Samira sentiu-se imediatamente culpada por ele estar lá, cuidando dela, quando ela nem ao menos deu-se o trabalho de perguntar como ele estava.

– Está pronta? – ele indagou, cortando o silêncio.

Para quê, exatamente, ela não sabia, mas concordou mesmo assim.

Ele se levantou, ainda envolvendo o corpo com o braço, e Sam o viu caminhar até o armário e puxar duas muletas de lá de dentro. Segurou uma careta. Teria que se acostumar com aquilo, mas não se acomodaria.

– Por que você? – ela perguntou.

– O que quer dizer?

Samira tomou as muletas, vendo-as um tanto mais altas para ela do que gostaria.

– Por que está aqui comigo quando deveria estar se recuperando também?

Eric soltou uma risada tacanha que Sam não entendeu. Então, caminhou até a porta e a abriu. A escuridão do outro lado os chamava e, com um gesto de mãos, ele convidou-a a o acompanhar. Sam o fez.

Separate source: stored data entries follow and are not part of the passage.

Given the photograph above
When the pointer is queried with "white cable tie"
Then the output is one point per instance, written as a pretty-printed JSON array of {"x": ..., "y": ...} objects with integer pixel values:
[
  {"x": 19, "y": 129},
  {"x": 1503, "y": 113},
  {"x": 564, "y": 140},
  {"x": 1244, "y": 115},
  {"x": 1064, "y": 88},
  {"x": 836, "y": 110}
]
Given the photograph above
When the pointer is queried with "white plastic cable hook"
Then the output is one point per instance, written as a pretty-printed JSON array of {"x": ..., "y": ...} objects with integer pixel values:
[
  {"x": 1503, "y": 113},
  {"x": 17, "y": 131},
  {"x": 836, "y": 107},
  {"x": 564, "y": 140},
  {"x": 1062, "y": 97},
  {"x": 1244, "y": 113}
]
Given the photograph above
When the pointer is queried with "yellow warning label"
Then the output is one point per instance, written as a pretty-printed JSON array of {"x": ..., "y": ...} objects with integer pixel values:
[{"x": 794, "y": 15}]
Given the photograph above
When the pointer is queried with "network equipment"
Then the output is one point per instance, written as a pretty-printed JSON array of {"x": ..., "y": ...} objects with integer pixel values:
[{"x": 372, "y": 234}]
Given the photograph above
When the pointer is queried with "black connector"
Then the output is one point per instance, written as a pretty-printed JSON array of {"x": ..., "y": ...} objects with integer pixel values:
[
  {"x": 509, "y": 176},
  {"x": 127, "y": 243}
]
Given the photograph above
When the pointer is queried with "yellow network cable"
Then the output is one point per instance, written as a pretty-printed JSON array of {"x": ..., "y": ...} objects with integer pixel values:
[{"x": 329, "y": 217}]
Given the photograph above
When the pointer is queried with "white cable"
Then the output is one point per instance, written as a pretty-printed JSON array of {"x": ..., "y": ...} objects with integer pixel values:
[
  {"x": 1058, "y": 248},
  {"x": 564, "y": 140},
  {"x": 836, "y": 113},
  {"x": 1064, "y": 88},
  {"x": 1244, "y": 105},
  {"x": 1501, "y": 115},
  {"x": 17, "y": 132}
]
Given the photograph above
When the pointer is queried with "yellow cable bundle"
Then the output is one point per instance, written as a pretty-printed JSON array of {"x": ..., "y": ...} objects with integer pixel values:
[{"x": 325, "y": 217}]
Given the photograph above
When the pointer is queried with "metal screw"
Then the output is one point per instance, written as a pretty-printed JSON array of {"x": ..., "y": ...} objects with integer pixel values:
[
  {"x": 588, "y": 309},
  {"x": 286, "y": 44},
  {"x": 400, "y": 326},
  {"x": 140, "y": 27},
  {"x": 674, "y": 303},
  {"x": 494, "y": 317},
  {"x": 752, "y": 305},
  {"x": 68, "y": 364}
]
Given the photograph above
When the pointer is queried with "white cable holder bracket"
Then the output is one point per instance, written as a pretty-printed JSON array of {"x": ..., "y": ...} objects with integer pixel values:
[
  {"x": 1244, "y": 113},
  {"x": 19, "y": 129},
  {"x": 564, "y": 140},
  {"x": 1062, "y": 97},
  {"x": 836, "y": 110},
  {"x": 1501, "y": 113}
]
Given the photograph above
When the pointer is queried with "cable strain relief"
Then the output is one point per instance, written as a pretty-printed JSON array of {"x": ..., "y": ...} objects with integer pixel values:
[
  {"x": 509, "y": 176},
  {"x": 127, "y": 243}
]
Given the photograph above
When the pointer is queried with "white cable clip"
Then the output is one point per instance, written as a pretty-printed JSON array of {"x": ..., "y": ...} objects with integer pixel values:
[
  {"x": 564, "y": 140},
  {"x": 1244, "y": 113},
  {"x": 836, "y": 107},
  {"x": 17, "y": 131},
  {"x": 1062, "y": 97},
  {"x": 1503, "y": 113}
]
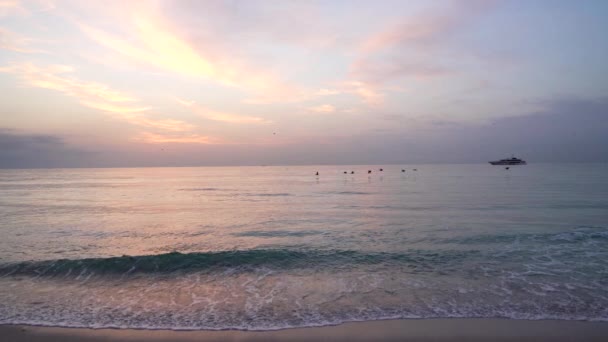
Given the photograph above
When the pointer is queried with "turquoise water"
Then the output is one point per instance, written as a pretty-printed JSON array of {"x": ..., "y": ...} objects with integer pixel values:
[{"x": 274, "y": 247}]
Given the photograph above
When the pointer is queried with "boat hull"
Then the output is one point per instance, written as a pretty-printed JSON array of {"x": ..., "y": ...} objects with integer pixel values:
[{"x": 508, "y": 162}]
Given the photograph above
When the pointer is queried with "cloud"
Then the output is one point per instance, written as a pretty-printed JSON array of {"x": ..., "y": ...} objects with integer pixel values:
[
  {"x": 10, "y": 7},
  {"x": 326, "y": 108},
  {"x": 414, "y": 45},
  {"x": 18, "y": 150},
  {"x": 90, "y": 94},
  {"x": 221, "y": 116},
  {"x": 156, "y": 138},
  {"x": 93, "y": 95},
  {"x": 152, "y": 41},
  {"x": 15, "y": 42}
]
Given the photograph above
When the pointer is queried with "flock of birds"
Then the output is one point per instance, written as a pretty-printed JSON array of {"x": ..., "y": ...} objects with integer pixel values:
[{"x": 368, "y": 171}]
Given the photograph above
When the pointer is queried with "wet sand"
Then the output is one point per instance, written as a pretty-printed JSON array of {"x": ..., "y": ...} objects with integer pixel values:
[{"x": 389, "y": 330}]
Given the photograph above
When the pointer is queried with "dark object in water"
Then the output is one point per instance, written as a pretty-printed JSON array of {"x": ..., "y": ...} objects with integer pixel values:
[{"x": 509, "y": 161}]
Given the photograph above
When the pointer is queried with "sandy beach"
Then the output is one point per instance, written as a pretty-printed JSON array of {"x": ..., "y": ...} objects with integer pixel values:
[{"x": 389, "y": 330}]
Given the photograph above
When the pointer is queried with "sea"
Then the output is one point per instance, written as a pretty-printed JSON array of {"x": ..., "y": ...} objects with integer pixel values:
[{"x": 272, "y": 247}]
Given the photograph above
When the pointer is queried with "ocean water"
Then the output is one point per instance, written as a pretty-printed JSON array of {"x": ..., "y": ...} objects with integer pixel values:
[{"x": 261, "y": 248}]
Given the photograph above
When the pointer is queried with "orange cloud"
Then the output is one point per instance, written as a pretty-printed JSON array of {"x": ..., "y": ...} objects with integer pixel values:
[
  {"x": 153, "y": 42},
  {"x": 93, "y": 95},
  {"x": 14, "y": 42},
  {"x": 220, "y": 116},
  {"x": 326, "y": 108}
]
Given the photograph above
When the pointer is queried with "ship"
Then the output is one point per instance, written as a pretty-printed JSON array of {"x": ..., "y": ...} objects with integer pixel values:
[{"x": 509, "y": 161}]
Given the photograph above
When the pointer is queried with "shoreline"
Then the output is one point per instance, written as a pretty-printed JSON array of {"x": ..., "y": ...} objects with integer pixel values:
[{"x": 440, "y": 329}]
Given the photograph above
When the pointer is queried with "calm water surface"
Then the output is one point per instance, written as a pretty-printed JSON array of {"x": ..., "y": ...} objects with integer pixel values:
[{"x": 274, "y": 247}]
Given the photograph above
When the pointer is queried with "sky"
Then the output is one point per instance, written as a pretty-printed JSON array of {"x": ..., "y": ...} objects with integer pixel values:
[{"x": 196, "y": 83}]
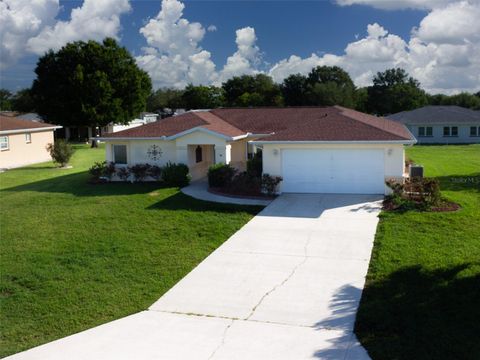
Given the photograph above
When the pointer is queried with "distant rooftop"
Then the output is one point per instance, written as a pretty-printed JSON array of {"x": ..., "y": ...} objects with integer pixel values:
[{"x": 437, "y": 115}]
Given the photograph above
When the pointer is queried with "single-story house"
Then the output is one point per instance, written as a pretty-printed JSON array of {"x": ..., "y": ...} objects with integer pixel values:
[
  {"x": 442, "y": 124},
  {"x": 314, "y": 149},
  {"x": 24, "y": 142}
]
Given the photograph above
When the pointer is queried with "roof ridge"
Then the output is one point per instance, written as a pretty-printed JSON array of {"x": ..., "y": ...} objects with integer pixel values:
[{"x": 373, "y": 117}]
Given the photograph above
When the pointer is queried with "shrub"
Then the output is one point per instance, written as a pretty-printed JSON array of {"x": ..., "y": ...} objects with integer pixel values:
[
  {"x": 255, "y": 164},
  {"x": 139, "y": 171},
  {"x": 60, "y": 151},
  {"x": 123, "y": 173},
  {"x": 244, "y": 183},
  {"x": 270, "y": 184},
  {"x": 109, "y": 170},
  {"x": 176, "y": 174},
  {"x": 420, "y": 193},
  {"x": 220, "y": 175},
  {"x": 155, "y": 172},
  {"x": 98, "y": 170}
]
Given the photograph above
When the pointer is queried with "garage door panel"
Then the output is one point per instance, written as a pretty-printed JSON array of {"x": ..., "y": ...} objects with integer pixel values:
[{"x": 333, "y": 171}]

Caminharam lado a lado, e Eric iluminava a direção que seguiam. À princípio, atravessavam por um escuro e longínquo corredor. Nada de janelas, e Samira começava a ficar desesperada com a falta de luz ali.

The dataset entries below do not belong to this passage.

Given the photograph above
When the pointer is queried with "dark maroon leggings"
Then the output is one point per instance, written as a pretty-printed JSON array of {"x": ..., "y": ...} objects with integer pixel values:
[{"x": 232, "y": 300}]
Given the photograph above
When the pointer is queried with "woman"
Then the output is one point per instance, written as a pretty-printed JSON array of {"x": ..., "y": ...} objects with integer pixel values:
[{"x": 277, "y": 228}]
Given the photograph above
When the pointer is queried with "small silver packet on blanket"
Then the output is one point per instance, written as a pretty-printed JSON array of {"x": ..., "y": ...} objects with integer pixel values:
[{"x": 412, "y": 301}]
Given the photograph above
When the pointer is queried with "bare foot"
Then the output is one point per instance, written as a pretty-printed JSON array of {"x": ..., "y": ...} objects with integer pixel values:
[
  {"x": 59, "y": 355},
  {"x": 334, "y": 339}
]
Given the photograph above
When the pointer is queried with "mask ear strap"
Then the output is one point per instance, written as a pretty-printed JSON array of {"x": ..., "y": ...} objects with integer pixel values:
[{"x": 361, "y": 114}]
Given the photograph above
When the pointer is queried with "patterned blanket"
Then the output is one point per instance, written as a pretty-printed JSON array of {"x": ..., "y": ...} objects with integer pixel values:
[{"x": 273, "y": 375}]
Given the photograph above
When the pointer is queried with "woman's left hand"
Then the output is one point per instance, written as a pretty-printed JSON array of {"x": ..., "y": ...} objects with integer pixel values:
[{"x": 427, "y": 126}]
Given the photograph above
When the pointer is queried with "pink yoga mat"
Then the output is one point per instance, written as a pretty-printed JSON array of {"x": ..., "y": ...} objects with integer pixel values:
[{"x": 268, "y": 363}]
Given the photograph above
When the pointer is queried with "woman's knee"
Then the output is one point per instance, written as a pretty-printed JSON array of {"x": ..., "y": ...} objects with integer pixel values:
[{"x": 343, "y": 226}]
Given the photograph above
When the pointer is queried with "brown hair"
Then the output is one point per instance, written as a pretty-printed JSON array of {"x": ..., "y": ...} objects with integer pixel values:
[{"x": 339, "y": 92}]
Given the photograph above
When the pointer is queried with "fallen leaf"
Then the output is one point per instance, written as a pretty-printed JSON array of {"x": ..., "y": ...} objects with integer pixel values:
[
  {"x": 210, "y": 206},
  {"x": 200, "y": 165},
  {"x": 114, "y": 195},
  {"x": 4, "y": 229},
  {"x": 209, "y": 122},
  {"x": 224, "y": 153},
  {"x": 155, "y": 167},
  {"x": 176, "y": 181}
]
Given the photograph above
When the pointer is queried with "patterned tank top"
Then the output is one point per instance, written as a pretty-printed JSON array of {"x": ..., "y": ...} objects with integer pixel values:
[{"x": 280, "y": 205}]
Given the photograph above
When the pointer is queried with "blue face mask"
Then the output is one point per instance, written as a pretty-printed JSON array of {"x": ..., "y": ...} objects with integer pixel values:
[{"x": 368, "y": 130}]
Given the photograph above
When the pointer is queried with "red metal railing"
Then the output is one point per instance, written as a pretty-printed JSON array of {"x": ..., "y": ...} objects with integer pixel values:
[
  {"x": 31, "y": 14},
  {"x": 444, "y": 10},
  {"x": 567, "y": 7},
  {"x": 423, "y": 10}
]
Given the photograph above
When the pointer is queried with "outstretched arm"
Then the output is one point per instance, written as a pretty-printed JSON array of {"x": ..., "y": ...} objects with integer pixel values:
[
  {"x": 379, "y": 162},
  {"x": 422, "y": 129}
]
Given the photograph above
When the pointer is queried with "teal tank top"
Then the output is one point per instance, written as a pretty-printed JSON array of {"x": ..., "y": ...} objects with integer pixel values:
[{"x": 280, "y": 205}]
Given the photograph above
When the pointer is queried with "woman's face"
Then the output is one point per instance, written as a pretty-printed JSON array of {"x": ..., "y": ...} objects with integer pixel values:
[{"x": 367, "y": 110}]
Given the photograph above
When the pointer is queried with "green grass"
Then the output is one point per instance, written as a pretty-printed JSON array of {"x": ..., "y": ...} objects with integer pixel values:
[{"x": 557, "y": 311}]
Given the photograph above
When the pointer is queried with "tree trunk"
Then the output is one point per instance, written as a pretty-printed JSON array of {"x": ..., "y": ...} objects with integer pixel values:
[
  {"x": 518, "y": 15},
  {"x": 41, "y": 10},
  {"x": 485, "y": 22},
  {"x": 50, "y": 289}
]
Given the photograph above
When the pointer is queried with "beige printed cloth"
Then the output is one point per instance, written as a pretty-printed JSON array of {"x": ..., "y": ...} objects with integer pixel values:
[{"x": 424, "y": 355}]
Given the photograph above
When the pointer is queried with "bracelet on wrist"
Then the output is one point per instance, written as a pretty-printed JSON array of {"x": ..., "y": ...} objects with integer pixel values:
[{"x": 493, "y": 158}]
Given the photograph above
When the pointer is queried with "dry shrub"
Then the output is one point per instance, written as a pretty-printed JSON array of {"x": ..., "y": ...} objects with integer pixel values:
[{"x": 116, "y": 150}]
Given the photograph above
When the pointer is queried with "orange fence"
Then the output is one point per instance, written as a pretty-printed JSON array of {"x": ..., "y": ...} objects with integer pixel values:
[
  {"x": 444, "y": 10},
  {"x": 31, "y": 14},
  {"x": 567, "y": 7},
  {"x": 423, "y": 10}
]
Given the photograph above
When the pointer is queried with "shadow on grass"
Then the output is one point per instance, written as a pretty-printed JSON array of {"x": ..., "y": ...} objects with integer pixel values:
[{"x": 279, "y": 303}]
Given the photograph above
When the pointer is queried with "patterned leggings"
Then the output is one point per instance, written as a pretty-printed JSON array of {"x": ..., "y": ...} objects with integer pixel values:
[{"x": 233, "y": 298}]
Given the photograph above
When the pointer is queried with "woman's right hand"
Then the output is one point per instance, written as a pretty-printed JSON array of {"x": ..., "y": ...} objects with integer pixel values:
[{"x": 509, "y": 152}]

– Por que eu sou... o mais próximo de um enfermeiro que temos, talvez? – ele finalmente respondeu, quando ela achou que não mais o faria. – Ou algo do tipo.

Sam o olhou de soslaio, confusa.

– Quantos anos têm?

E Eric sorriu, porque ela era, no mínimo, uma ótima observadora.

– Vinte e nove.

– Então... tinha dezenove quando o mundo acabou.

– Exatamente.

– As contas não fecham. – Ela ergueu as sobrancelhas. E, de repente, estava ainda mais ansiosa para saber sobre o passado dele.

– Uma longa história. – Ele sorriu de canto.

– Que eu adoraria ouvir – Sam insistiu.

Eric não lhe respondeu, e Sam anotou mentalmente que ele lhe devia uma história, por mais longa que fosse.